Home health aides (HHA’s) can give injections to diabetic patients and emergency medical injection of epinephrine, which is used for treating anaphylaxis.
The amount of duties performed by home health aides that provide routine or pre-filled medications that will be easy to administer, including injections of insulin or epinephrine, will be routinely dictated by federal regulations.
For home health aides able to perform injections, the rules will require that the aide receive at least a six-month training course in order to use the medications.
For all other duties, home health aides can perform them under state law or under federal law.
In New York, the acceptability of HHA administration injection is only permitted in special circumstances. Advanced Home Health Aides in New York (AHHA) can arrange specialized procedures, including injections of insulin or epinephrine, in line with regulations.
And in California, the task of giving insulin by a HHA cannot occur as this is one of the many functions not allowed to be delegated by an RN.
Other Duties a HHA Can and Cannot Do
Diabetes and Home Health Care
In the United States, diabetes is a continuing health problem. According to the American Diabetes Association, about 9 percent of the population have some form of the disease, and that percentage among seniors is higher than 25 percent. Treating diabetes can be a challenging regimen requiring constant monitoring.
Older adults are at a greater risk for developing diabetic complications, such as lower-extremity amputation, myocardial infarction, visual impairment, and renal failure. They are more prone to encounter an emergency room as a result of hypoglycemia.
Routine, careful follow-up is required for all treatments of diabetes, making it even more difficult for older people to stay on top of their illness. Medications are difficult for seniors suffering from mental decline, such as dementia, to take as directed by the physician.
You should fully understand that caregiving is a substantial project on its own, but a home health aide can do the tasks of a caretaker dealing with someone with diabetes.
Treatment of Diabetes for Elderly Folks
One of the discouraging aspects for diabetics is that the treatment of both type 1 and type 2 diabetes is highly dependent on daily routine.
The type 1 diabetes specialist may have the client require up to four blood sugar checks per day. This might be achieved through pinprick blood tests or a glucose meter.
Type 1 diabetes is treated by injections of synthetic insulin, which are typically administered by syringe or insulin pen. A pump may be fitted to the outside of the body with a catheter that is connected to a reservoir of insulin. The pump is either programmed to administer steady doses of insulin or administers insulin in proportion to the glucose levels of the body.

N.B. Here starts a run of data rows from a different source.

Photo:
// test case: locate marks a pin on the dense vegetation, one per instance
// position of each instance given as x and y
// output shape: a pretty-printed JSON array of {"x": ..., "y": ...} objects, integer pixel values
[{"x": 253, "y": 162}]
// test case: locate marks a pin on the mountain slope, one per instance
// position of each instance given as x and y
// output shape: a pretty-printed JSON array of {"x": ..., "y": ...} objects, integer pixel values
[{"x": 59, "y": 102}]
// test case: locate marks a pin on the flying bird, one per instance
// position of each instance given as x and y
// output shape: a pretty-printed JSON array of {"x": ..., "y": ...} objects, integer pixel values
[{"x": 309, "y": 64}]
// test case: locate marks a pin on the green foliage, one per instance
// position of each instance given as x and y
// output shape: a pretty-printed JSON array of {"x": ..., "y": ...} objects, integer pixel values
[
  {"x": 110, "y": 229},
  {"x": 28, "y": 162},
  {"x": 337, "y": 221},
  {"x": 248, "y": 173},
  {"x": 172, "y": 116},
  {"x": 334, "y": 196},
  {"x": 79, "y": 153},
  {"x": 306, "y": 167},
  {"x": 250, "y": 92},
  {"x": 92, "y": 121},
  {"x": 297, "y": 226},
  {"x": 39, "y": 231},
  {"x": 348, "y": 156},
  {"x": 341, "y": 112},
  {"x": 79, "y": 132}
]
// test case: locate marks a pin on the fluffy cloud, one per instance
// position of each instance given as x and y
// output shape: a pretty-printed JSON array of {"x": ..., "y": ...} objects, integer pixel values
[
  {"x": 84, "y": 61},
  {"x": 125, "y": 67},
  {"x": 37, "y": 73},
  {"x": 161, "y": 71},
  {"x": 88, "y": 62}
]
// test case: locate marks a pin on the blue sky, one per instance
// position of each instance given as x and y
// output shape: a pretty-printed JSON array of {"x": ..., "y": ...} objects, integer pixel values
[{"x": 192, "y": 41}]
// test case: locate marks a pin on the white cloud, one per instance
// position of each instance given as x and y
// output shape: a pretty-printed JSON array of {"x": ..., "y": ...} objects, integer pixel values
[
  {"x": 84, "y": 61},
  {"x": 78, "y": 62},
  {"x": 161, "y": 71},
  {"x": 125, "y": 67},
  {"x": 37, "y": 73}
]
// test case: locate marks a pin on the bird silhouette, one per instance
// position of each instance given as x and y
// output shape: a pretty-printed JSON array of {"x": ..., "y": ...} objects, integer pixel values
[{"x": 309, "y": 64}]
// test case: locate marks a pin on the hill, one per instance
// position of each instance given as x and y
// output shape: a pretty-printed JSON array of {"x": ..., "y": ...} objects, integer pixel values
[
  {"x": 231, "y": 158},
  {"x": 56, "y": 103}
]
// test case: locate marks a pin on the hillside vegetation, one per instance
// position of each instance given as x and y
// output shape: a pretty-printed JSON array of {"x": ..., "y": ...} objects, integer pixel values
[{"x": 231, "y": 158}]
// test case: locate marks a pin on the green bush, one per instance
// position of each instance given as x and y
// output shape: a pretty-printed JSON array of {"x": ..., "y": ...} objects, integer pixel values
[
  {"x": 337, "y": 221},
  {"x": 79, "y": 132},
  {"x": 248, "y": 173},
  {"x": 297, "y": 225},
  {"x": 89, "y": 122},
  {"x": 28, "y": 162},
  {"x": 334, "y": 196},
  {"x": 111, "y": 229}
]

In type 2 diabetes, the regularity of blood testing is less significant than the maintenance of a healthy diet and regular exercise. For less severe instances, seniors might be able to manage type 2 diabetes by altering their diets and engaging in physical activity.

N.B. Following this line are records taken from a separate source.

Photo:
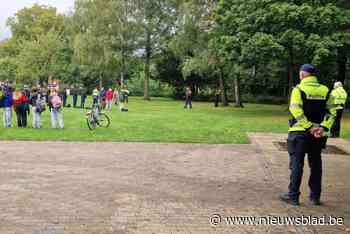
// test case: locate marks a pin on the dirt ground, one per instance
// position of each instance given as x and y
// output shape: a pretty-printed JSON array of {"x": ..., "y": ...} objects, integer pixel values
[{"x": 58, "y": 187}]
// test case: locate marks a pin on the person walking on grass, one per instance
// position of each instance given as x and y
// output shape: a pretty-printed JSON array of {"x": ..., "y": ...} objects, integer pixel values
[
  {"x": 21, "y": 107},
  {"x": 188, "y": 96},
  {"x": 55, "y": 103},
  {"x": 116, "y": 96},
  {"x": 109, "y": 99},
  {"x": 7, "y": 103},
  {"x": 312, "y": 117},
  {"x": 340, "y": 96},
  {"x": 95, "y": 96},
  {"x": 38, "y": 103},
  {"x": 217, "y": 97}
]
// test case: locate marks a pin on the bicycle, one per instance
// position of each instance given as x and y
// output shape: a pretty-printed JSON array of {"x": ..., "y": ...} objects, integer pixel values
[{"x": 94, "y": 118}]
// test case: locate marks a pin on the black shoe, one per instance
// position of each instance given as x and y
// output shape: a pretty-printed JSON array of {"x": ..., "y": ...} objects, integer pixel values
[
  {"x": 287, "y": 199},
  {"x": 316, "y": 202}
]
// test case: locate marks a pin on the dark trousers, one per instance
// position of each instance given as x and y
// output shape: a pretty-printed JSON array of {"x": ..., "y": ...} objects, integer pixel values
[
  {"x": 75, "y": 100},
  {"x": 188, "y": 102},
  {"x": 21, "y": 117},
  {"x": 335, "y": 130},
  {"x": 299, "y": 144}
]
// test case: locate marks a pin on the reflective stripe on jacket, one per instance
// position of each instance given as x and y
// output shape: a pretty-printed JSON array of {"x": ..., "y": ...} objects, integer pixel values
[{"x": 311, "y": 106}]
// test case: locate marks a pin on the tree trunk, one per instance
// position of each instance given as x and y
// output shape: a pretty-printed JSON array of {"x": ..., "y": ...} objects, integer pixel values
[
  {"x": 342, "y": 61},
  {"x": 223, "y": 89},
  {"x": 238, "y": 93},
  {"x": 147, "y": 65}
]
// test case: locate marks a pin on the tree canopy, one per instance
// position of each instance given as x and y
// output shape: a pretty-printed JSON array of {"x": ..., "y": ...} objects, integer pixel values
[{"x": 242, "y": 48}]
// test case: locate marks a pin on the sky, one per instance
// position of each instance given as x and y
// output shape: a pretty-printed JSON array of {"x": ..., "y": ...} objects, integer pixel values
[{"x": 8, "y": 8}]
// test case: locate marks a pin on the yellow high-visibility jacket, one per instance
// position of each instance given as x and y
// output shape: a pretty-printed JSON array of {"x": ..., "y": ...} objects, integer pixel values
[{"x": 311, "y": 106}]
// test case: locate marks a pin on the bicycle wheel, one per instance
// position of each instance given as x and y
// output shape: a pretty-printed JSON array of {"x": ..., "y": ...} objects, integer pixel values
[
  {"x": 91, "y": 123},
  {"x": 103, "y": 120}
]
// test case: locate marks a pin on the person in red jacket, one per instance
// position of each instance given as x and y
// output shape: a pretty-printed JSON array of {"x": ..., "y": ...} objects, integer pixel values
[
  {"x": 109, "y": 99},
  {"x": 21, "y": 107}
]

Importance of HHA Giving Insulin
Patients can also find help from diabetic patients. Many diabetics cannot monitor their blood sugar levels or inject themselves with insulin.
Allowing the home health aide to give insulin will enable them to stay at home, opposed to going to a nursing home.
What HHA’s CAN and CAN’T Do!
Download this brand new guide on what home health aides can and cannot do. The rules have changed so don’t get caught off guard. Know your limits and the law.